Demolition Man also anticipated the brave new bathroom of the future, although not in quite the same way as imagined by Kimberly-Clark Corporation. The company's new electronic toilet tissue dispenser doles out toilet paper five squares per customer. That's about 20 inches in length and 4 inches wides. Eighty square inches. It's just a skosh bigger than a single sheet of tissue from a box of Kleenex. That's all, folks!
Richard Thorne, who glories in the title Director of Washroom Business for Kimberly-Clark, is quoted in an MSNBC article saying “Most people will take the amount given. People generally in life will take what you give them.”
Isn't that nice? (And I, for one, welcome our new bathroom overlords. May I please have a few extra squares now?)
In Demolition Man, however, John Spartan is defeated by the restroom of the future when he finds three seashells in the alcove where he expected to find toilet paper. When he confides his problem to Huxley, she laughingly explains to her fellow police officers that “They used handfuls of wadded paper back in the twentieth century.” (Note that Lenina is a student of ancient history. The shells are cited in the following YouTube clip. A more extended passage is available at 1:10 in a clip put together by summerofevidence. German speakers can get the whole “three shells” sequence in a dub.)
Spartan resolves his problem by reciting a list of banned profanities into one of the omnipresent electronic room monitors, which issues him a ticket for each curse word. With a wad of paper in hand, Spartan returns to the restroom to do his business. Heroes can do that sort of thing.
Kimberly-Clark's new device issues five squares by default, but it can be reset to issue more. Or fewer! A famous scene from Seinfeld has Elaine Benes in a paper-free bathroom stall begging her neighbor for three squares: “Three squares? You can't spare three squares?” She's rebutted with “I don't have a square to spare!” Is Seinfeld an ominous harbinger?
People have enjoyed repeating Karl Marx's questionable dictum that “History repeats itself—first as tragedy, then as farce.” When, however, the first act is farce, what can we expect in act two? Kimberly-Clark appears not to be afraid to follow on the heels of Demolition Man and Seinfeld. How brave!

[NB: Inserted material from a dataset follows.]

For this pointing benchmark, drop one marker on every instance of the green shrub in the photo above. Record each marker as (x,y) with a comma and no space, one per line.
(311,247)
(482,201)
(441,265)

It's only fair to note, of course, that both Demolition Man and Seinfeld are works of fiction. A Kimberly-Clark flack would be on firm ground in accusing me of not playing fair. Marx, after all, was talking about history, not escapist entertainment.
Okay. You want history? I'll give you history! Does anyone remember the wise words of the Ayatollah Khomeini from back in 1979? Everyone was quoting him (especially late-night comedians) when Iran's new leader issued his advice on personal hygiene: “One need not wipe one's anus with three pebbles or three pieces of cloth—one pebble or one piece of cloth suffices.”
That man sure was ahead of his time. I wonder. Did he leave his heirs any stock in Kimberly-Clark?